Anders als sein Vorgänger hatte er das öffentliche Gesundheitswesen schon lange ins Auge gefasst und nach dem Studium versucht, dort eine Stelle in Berlin zu finden. „Das war aber kurz nach der Bezirksfusion und ein schlechter Zeitpunkt für Bewerbungen in den Gesundheitsämtern.“ Nach ein paar Jahren klappte es dann. Dr. Graubner bekam erst eine befristete Stelle im Kinder- und Jugendgesundheitsdienst – und blieb. Mit Beginn der Corona-Pandemie in Berlin im März 2020 übernahm Sebastian Graubner im Gesundheitsamt die Verantwortung für die Pandemiekoordination. „Wir haben früh erkannt, dass wir zur Bewältigung der Pandemie eine neue Struktur aufbauen müssen. Das war eine Herausforderung, aber es hat gut geklappt.“
Pandemiepläne – von der Theorie in die Praxis
Dr. Pitzing ergänzt: „Das war eine sehr gute Zusammenarbeit zwischen uns beiden und eine hilfreiche Entlastung für mich als Amtsleiter. Es musste ja sehr viel auf einmal gemanagt werden.“ Zwar gab es natürlich Seuchen- und Pandemiepläne, doch die seien sehr theoretisch gewesen. „Die Pläne waren alle aus der Theorie geschöpft, meistens basierend auf Gedankenspielen, dass sich die Pocken wieder ausbreiten könnten. Aber jedes Virus hat seine eigene Logik und so mussten wir die theoretischen Pläne in die Praxis überführen.“
Die Pandemie sei die Stunde des öffentlichen Gesundheitswesens. „Natürlich hätten wir gern auf diese Erfahrungen verzichtet. Aber wir konnten durch Corona sehr viel lernen. Künftig sind wir besser vorbereitet“, erklärt Dr. Graubner.

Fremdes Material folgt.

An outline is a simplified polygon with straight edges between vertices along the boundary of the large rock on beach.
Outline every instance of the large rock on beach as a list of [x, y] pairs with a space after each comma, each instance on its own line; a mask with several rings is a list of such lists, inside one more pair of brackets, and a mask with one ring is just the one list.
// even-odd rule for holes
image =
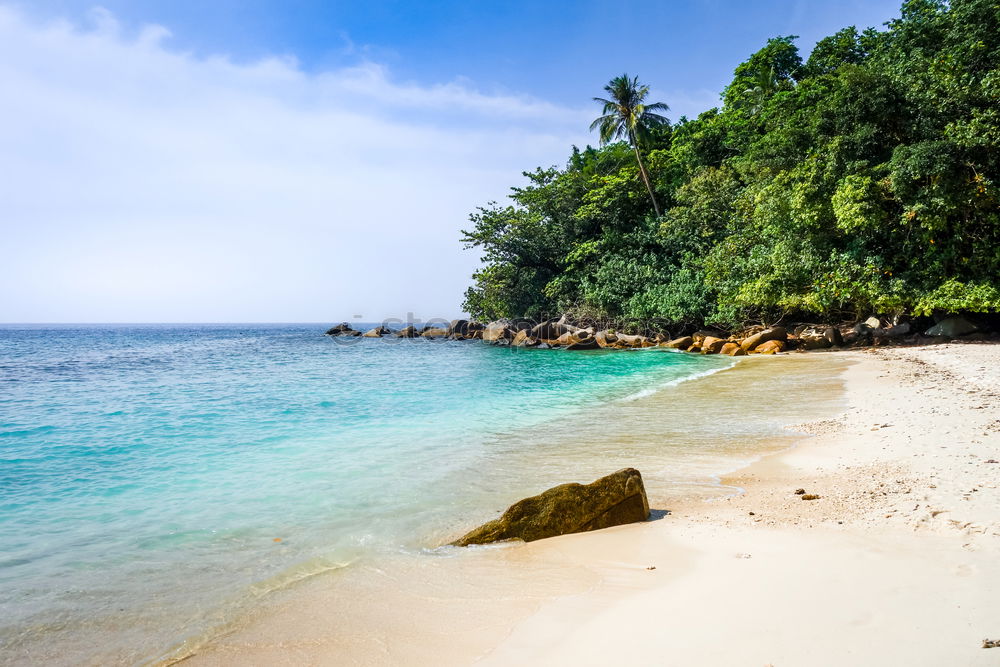
[[900, 322], [895, 326], [877, 329], [875, 335], [881, 338], [900, 338], [910, 333], [912, 329], [913, 327], [910, 326], [909, 322]]
[[516, 331], [507, 320], [495, 320], [483, 329], [483, 341], [498, 344], [501, 341], [511, 340], [515, 333]]
[[598, 331], [594, 334], [597, 347], [614, 347], [618, 342], [618, 335], [612, 331]]
[[521, 329], [514, 334], [514, 338], [510, 341], [510, 344], [515, 347], [536, 347], [538, 345], [538, 339], [532, 336], [525, 329]]
[[924, 333], [928, 336], [957, 338], [979, 331], [979, 327], [964, 317], [949, 317], [941, 320]]
[[722, 346], [726, 344], [726, 340], [723, 338], [716, 338], [715, 336], [706, 336], [705, 340], [701, 341], [701, 353], [702, 354], [718, 354], [722, 350]]
[[745, 352], [752, 352], [758, 345], [772, 340], [788, 340], [788, 333], [785, 331], [785, 327], [771, 327], [770, 329], [764, 329], [752, 336], [748, 336], [740, 343], [740, 347]]
[[754, 348], [754, 354], [777, 354], [785, 351], [785, 341], [768, 340]]
[[806, 350], [818, 350], [821, 348], [840, 345], [843, 341], [840, 332], [834, 327], [805, 327], [798, 331], [799, 345]]
[[618, 340], [615, 341], [615, 347], [620, 348], [651, 347], [652, 345], [653, 342], [645, 336], [632, 334], [618, 334]]
[[555, 340], [565, 333], [573, 333], [577, 327], [563, 323], [561, 320], [551, 319], [536, 324], [531, 329], [531, 335], [539, 340]]
[[590, 334], [590, 332], [582, 329], [577, 333], [567, 331], [563, 335], [556, 338], [555, 343], [556, 345], [565, 345], [566, 347], [569, 347], [587, 340], [592, 341], [594, 343], [594, 347], [597, 347], [597, 341], [594, 340], [594, 337]]
[[452, 320], [448, 324], [448, 334], [452, 336], [456, 334], [459, 336], [468, 336], [471, 324], [472, 322], [469, 322], [469, 320]]
[[577, 334], [577, 341], [566, 346], [567, 350], [596, 350], [600, 345], [594, 336], [581, 336]]
[[649, 501], [642, 475], [635, 468], [625, 468], [590, 484], [561, 484], [518, 501], [500, 518], [484, 523], [453, 544], [465, 547], [502, 540], [531, 542], [647, 518]]
[[728, 342], [722, 346], [719, 354], [726, 354], [730, 357], [743, 357], [746, 356], [746, 350], [740, 347], [739, 343]]
[[694, 338], [691, 336], [681, 336], [663, 344], [664, 347], [670, 347], [675, 350], [686, 350], [692, 345], [694, 345]]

Eine konkrete Lektion sei es etwa, dass inzwischen alle Bewerber*innen für Stellen im Gesundheitsamt schon beim Vorstellungsgespräch zu ihrer Bereitschaft zum Einsatz in einer pandemischen Lage befragt werden.
Positiv sehen beide Leiter, wie schnell im Bezirksamt neues Personal für die Pandemiekoordination und die Kontaktnachverfolgung eingestellt wurde. „Wir haben zwar ein vergleichsweise kleines Pandemieteam, aber dafür eine sehr gut funktionierende Zusammenarbeit. Dadurch, dass wir so schnell festes Personal eingestellt haben, gab es nicht so viel Wissensverlust. Außerdem konnten wir unser Personal aus den anderen Fachbereichen des Gesundheitsamtes schneller wieder aus dem Pandemieteam entlassen“, erzählt Sebastian Graubner. So konnten die Ärzt*innen und anderes medizinisches Personal sich schon früh wieder ihren originären Aufgaben widmen. Dadurch steht Friedrichshain-Kreuzberg beispielsweise bei den Schuleingangsuntersuchungen wesentlich besser da als manch anderer Bezirk. Auch andere Dienstleistungen des Gesundheitsamtes konnten trotz der Pandemie frühzeitig wieder angeboten werden. Beide loben im Umgang mit den Herausforderungen auch die Zusammenarbeit mit dem politischen Bezirksamt. „Da fühlten wir uns immer unterstützt. Das war eine sehr kooperative und vertrauensvolle Zusammenarbeit.“ Dadurch konnte das Pandemieteam schnell neue Räumlichkeiten sowie IT-Ausstattung beschaffen und sehr frühzeitig das Programm SORMAS zum Kontaktpersonenmanagement einsetzen.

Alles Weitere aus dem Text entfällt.